Priscilla nodded. “He does do that,” she said. “Hard to blame him, though. With no real momma—”

“Oh, stop,” I snapped. “Enough of the poor-Tyler-O’Neill story. Tell me about the money,” I demanded, a shimmering feeling crawling up my back, telling me that my world was about to get knocked around again.

“You know Tyler sends checks after every storm?” Priscilla asked.

The floor rushed away from my feet. “No,” I said, my voice firm.

“Remy bought those trailers outside of town with the last one, gave all those musicians and their families a place to stay.”

I couldn’t have moved if I’d tried, and Priscilla just kept going, knocking down my version of Tyler like a punching bag.

“He sent another check just recently. We bought the land those trailers are on, and we’re going to use the rest of the money to build permanent houses.”

“Why do you need him here?” I asked, my voice a whisper. “If you have the money, why do you need him?”

Priscilla shook her head as if disgusted by all that I didn’t know about Tyler.

But I did know. Everything I’d learned about him that summer—that knowledge that I’d torched and buried—returned as a ghost, taunting me.

That boy who’d grown up without a mother, with only a false idol for a father. That boy who had more charm than shame, more heart than sense—that boy needed a home. And people to love him.

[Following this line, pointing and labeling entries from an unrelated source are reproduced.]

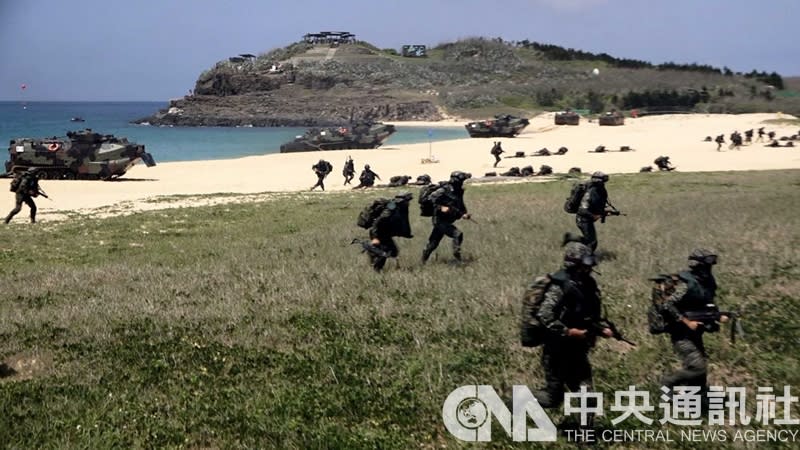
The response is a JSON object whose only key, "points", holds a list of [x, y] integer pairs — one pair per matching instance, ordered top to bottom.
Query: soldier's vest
{"points": [[697, 296]]}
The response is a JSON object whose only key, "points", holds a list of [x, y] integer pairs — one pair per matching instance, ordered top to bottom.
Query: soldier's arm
{"points": [[670, 308], [550, 311]]}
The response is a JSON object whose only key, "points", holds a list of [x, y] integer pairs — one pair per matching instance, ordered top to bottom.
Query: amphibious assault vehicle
{"points": [[568, 118], [612, 118], [502, 125], [359, 135], [83, 155]]}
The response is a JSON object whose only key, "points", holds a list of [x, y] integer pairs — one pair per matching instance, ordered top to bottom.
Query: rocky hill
{"points": [[316, 85]]}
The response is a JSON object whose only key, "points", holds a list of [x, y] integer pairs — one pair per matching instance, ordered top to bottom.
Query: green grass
{"points": [[257, 325]]}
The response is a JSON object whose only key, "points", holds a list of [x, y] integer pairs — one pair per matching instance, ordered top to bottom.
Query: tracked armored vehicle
{"points": [[568, 118], [612, 118], [502, 125], [359, 135], [83, 155]]}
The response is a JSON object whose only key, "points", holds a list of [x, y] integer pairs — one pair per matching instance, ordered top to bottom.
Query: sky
{"points": [[154, 50]]}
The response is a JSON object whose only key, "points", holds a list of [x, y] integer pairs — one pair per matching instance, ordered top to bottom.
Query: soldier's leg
{"points": [[32, 206], [16, 209], [586, 225], [453, 232], [433, 241], [694, 364], [579, 374], [552, 394]]}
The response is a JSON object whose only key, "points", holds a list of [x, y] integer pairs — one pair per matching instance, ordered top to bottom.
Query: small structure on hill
{"points": [[330, 37], [414, 51]]}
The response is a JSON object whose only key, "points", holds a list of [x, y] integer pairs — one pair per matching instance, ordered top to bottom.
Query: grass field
{"points": [[257, 325]]}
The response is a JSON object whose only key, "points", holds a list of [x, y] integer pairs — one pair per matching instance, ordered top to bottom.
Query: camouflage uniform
{"points": [[496, 151], [322, 169], [349, 171], [367, 178], [27, 189], [451, 195], [592, 207], [384, 229], [696, 289], [571, 301]]}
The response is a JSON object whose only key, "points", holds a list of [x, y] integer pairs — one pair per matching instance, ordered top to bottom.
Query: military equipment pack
{"points": [[15, 182], [575, 195], [425, 200], [368, 215], [399, 224], [663, 287], [532, 332]]}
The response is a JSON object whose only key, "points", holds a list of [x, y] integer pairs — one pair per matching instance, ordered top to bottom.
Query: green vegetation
{"points": [[257, 325]]}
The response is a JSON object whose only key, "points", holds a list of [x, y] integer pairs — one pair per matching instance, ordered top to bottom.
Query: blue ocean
{"points": [[45, 119]]}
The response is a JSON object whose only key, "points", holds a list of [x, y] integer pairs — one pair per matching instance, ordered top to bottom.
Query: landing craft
{"points": [[568, 118], [612, 118], [502, 125], [359, 135], [83, 155]]}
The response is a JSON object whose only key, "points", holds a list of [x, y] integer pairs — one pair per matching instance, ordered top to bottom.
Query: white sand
{"points": [[678, 136]]}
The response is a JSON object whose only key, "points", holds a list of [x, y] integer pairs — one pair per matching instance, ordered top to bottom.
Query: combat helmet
{"points": [[459, 176], [599, 176], [577, 253], [700, 257]]}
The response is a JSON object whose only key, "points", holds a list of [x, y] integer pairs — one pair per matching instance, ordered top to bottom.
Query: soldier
{"points": [[760, 135], [719, 140], [736, 140], [496, 151], [663, 163], [322, 169], [349, 171], [367, 178], [26, 190], [448, 204], [592, 208], [385, 228], [696, 289], [571, 310]]}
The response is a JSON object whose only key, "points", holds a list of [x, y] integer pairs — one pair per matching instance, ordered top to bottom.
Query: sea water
{"points": [[45, 119]]}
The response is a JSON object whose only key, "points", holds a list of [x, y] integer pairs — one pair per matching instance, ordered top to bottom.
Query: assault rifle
{"points": [[39, 191], [611, 211], [366, 246], [712, 317]]}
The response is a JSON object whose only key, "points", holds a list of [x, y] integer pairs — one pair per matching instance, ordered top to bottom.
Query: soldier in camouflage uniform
{"points": [[321, 169], [349, 170], [367, 178], [28, 189], [448, 203], [592, 208], [385, 228], [696, 289], [571, 311]]}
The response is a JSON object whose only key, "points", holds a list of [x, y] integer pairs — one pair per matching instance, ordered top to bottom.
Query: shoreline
{"points": [[678, 136]]}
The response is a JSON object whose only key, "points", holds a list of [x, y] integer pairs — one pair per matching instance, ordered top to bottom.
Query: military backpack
{"points": [[15, 183], [425, 200], [573, 202], [399, 224], [663, 287], [532, 332]]}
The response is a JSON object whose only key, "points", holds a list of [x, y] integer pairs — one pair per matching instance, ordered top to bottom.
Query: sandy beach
{"points": [[678, 136]]}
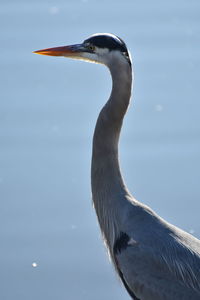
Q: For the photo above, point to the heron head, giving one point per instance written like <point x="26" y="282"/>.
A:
<point x="98" y="48"/>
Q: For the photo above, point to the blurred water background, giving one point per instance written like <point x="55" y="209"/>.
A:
<point x="50" y="244"/>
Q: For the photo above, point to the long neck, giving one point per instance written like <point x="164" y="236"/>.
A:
<point x="108" y="188"/>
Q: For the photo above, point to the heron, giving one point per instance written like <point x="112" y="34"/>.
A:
<point x="154" y="259"/>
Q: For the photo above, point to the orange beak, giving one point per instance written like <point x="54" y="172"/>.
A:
<point x="68" y="51"/>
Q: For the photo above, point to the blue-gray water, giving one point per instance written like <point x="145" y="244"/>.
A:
<point x="48" y="110"/>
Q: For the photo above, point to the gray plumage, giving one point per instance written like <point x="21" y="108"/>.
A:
<point x="154" y="259"/>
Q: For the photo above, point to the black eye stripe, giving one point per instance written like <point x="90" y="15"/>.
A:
<point x="107" y="41"/>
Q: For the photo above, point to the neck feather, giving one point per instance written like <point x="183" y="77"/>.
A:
<point x="108" y="188"/>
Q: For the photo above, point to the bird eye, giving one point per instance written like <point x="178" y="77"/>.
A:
<point x="91" y="47"/>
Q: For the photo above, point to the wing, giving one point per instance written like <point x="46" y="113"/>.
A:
<point x="165" y="266"/>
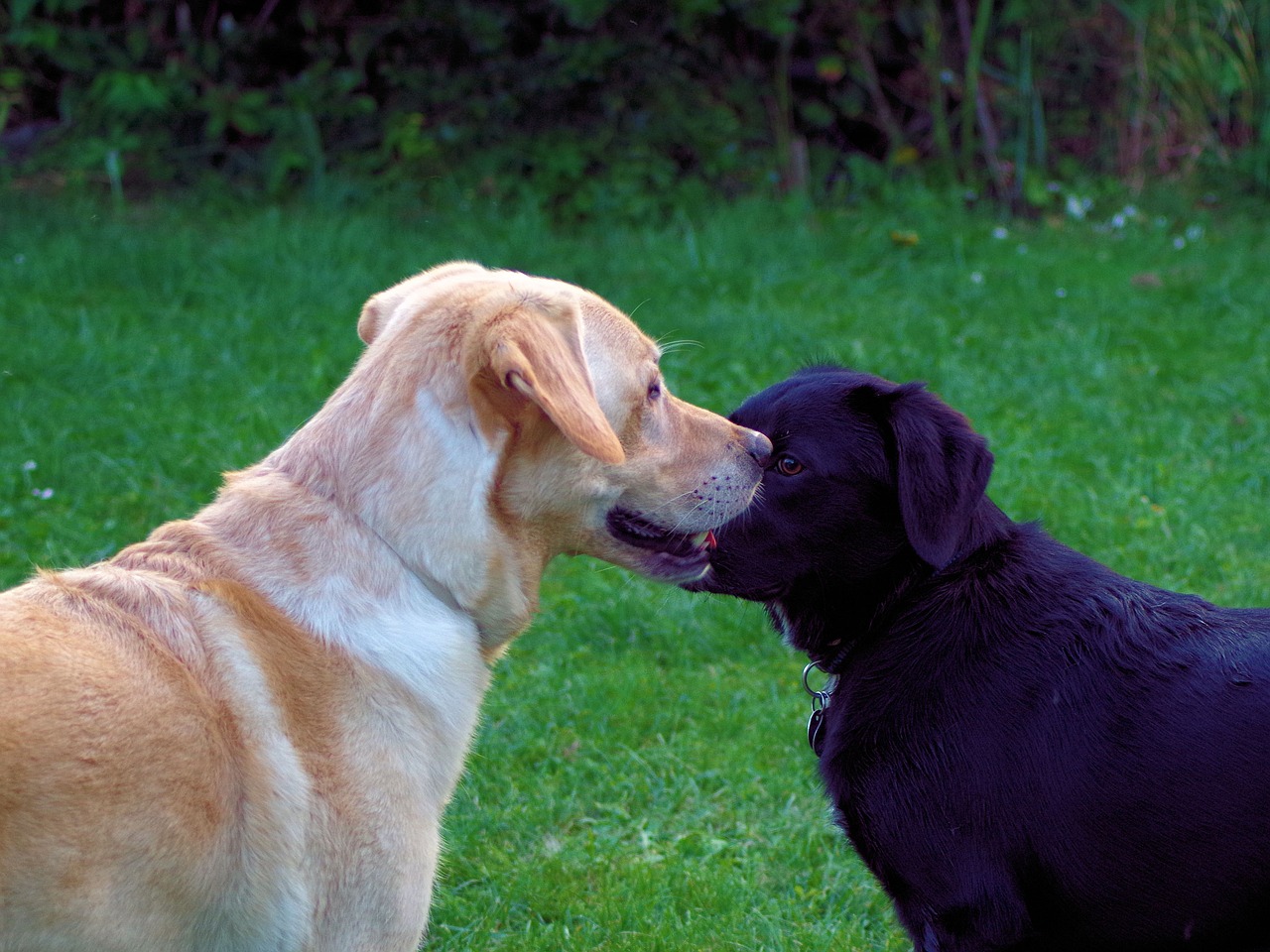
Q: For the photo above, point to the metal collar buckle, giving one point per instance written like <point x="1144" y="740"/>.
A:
<point x="820" y="703"/>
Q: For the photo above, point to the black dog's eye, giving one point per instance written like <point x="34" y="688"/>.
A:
<point x="788" y="466"/>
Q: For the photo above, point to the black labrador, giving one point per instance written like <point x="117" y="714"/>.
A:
<point x="1030" y="752"/>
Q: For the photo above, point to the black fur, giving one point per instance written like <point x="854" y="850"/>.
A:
<point x="1030" y="752"/>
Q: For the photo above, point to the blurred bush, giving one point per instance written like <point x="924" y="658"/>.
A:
<point x="602" y="104"/>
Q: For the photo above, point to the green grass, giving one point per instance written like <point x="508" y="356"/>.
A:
<point x="640" y="779"/>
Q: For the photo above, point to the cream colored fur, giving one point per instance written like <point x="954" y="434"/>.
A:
<point x="240" y="734"/>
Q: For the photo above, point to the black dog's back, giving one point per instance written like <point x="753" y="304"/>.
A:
<point x="1028" y="749"/>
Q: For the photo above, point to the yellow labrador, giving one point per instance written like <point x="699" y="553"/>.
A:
<point x="240" y="734"/>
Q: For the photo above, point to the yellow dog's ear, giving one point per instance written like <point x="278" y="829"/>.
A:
<point x="535" y="349"/>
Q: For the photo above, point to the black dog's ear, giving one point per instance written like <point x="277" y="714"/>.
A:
<point x="943" y="470"/>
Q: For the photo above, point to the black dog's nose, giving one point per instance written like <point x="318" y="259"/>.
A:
<point x="758" y="447"/>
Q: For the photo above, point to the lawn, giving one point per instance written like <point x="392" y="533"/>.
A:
<point x="640" y="779"/>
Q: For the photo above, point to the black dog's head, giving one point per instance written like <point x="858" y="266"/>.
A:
<point x="867" y="479"/>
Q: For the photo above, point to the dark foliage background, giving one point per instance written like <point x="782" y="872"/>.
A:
<point x="603" y="104"/>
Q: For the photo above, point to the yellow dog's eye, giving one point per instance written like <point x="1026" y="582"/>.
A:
<point x="788" y="466"/>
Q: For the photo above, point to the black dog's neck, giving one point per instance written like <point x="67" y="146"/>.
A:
<point x="826" y="621"/>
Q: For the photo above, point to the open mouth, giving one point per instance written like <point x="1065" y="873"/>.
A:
<point x="636" y="531"/>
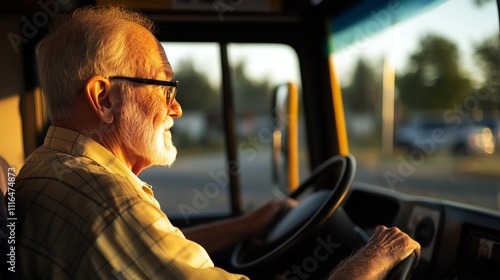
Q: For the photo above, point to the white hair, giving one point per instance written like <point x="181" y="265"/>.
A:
<point x="91" y="41"/>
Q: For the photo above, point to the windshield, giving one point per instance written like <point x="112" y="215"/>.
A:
<point x="422" y="98"/>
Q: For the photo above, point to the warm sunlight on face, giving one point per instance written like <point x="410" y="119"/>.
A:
<point x="142" y="133"/>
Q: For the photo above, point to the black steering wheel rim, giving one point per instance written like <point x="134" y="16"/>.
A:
<point x="333" y="200"/>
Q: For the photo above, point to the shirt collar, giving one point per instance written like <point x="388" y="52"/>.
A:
<point x="76" y="144"/>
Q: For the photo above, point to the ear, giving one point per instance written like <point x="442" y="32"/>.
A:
<point x="97" y="91"/>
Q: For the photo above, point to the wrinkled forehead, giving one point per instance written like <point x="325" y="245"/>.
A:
<point x="148" y="54"/>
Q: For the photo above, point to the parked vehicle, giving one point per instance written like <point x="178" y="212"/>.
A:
<point x="359" y="69"/>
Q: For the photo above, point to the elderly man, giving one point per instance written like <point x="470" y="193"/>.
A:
<point x="84" y="211"/>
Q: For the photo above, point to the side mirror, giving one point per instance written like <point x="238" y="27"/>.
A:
<point x="285" y="139"/>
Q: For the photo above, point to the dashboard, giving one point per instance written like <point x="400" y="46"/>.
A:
<point x="458" y="241"/>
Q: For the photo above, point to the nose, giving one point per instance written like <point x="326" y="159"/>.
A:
<point x="175" y="111"/>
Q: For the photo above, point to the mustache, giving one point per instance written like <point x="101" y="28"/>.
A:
<point x="168" y="124"/>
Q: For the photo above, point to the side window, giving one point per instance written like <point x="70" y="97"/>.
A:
<point x="196" y="185"/>
<point x="256" y="70"/>
<point x="422" y="99"/>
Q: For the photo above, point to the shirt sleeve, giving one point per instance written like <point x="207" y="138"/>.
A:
<point x="141" y="243"/>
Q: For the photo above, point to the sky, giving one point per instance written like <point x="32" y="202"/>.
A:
<point x="465" y="24"/>
<point x="458" y="20"/>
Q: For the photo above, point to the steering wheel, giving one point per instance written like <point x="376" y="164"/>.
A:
<point x="319" y="207"/>
<point x="312" y="213"/>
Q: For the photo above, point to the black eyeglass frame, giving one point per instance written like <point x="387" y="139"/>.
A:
<point x="169" y="93"/>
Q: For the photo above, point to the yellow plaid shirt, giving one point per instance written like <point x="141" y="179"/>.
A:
<point x="85" y="215"/>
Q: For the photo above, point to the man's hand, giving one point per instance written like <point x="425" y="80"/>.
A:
<point x="384" y="250"/>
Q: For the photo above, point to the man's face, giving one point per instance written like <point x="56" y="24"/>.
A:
<point x="145" y="120"/>
<point x="145" y="126"/>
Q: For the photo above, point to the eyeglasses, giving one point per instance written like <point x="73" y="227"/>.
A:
<point x="170" y="92"/>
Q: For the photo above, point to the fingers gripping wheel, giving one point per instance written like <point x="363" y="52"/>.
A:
<point x="313" y="211"/>
<point x="402" y="271"/>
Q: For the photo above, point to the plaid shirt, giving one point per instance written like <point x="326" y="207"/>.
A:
<point x="85" y="215"/>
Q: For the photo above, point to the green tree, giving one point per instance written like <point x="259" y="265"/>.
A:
<point x="364" y="93"/>
<point x="195" y="90"/>
<point x="250" y="95"/>
<point x="434" y="80"/>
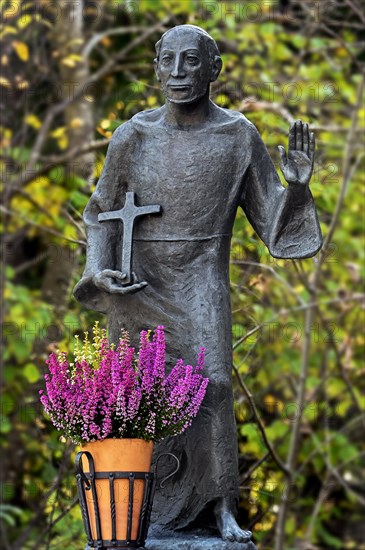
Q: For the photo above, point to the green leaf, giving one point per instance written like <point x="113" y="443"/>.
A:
<point x="31" y="373"/>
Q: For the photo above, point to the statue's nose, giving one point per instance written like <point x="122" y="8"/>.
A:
<point x="178" y="67"/>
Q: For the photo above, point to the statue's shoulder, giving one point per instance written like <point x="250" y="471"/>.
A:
<point x="233" y="120"/>
<point x="145" y="119"/>
<point x="128" y="132"/>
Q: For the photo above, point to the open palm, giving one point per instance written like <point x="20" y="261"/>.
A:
<point x="297" y="165"/>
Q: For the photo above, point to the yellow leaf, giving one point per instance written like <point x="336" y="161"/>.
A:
<point x="4" y="82"/>
<point x="23" y="85"/>
<point x="71" y="60"/>
<point x="24" y="21"/>
<point x="105" y="124"/>
<point x="21" y="50"/>
<point x="63" y="142"/>
<point x="68" y="62"/>
<point x="8" y="14"/>
<point x="59" y="132"/>
<point x="76" y="123"/>
<point x="33" y="121"/>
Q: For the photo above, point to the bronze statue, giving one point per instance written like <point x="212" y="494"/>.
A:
<point x="196" y="163"/>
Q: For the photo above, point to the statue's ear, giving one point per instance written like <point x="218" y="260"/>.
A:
<point x="155" y="66"/>
<point x="216" y="68"/>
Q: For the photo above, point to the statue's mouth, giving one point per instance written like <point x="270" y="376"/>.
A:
<point x="179" y="87"/>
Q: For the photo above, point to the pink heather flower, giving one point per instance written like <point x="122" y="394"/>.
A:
<point x="123" y="396"/>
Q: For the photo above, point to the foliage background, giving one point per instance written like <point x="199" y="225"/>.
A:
<point x="72" y="72"/>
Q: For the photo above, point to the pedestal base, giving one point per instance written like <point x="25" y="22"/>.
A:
<point x="196" y="540"/>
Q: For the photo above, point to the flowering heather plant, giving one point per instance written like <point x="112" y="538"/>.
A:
<point x="112" y="392"/>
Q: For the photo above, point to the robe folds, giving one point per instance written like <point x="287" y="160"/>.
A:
<point x="199" y="177"/>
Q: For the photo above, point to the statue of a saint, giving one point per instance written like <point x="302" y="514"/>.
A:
<point x="199" y="163"/>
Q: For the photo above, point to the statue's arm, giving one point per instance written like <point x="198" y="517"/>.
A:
<point x="284" y="218"/>
<point x="101" y="276"/>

“Because he needs us,” Priscilla said. “He needs to build those houses about as bad as we need them. And if you’re going to ruin that, I’m going to have to ask you to leave, Chief.”

I was numb. Shaken.

“You going to ruin that?” Priscilla asked.

Maybe lying, I wasn’t sure, I shook my head and Priscilla watched me for another second before walking away.

I need to leave. I need to be far away from Tyler tonight.

But the pieces of myself—my skin, my heart and my aching sex—wanted to stay here. Wanted to find out the truth.

The screen door opened at my back and the heat and laughter and clink of glasses and plates flooded out, surrounding me with the sounds of the living.

The band started warming up again. The piano’s big chords reverberated through my body. It was a wave, a current, and it swept me up and carried me inside.

The air tasted like spice and sweat. The band roared into their set and the dance floor was packed.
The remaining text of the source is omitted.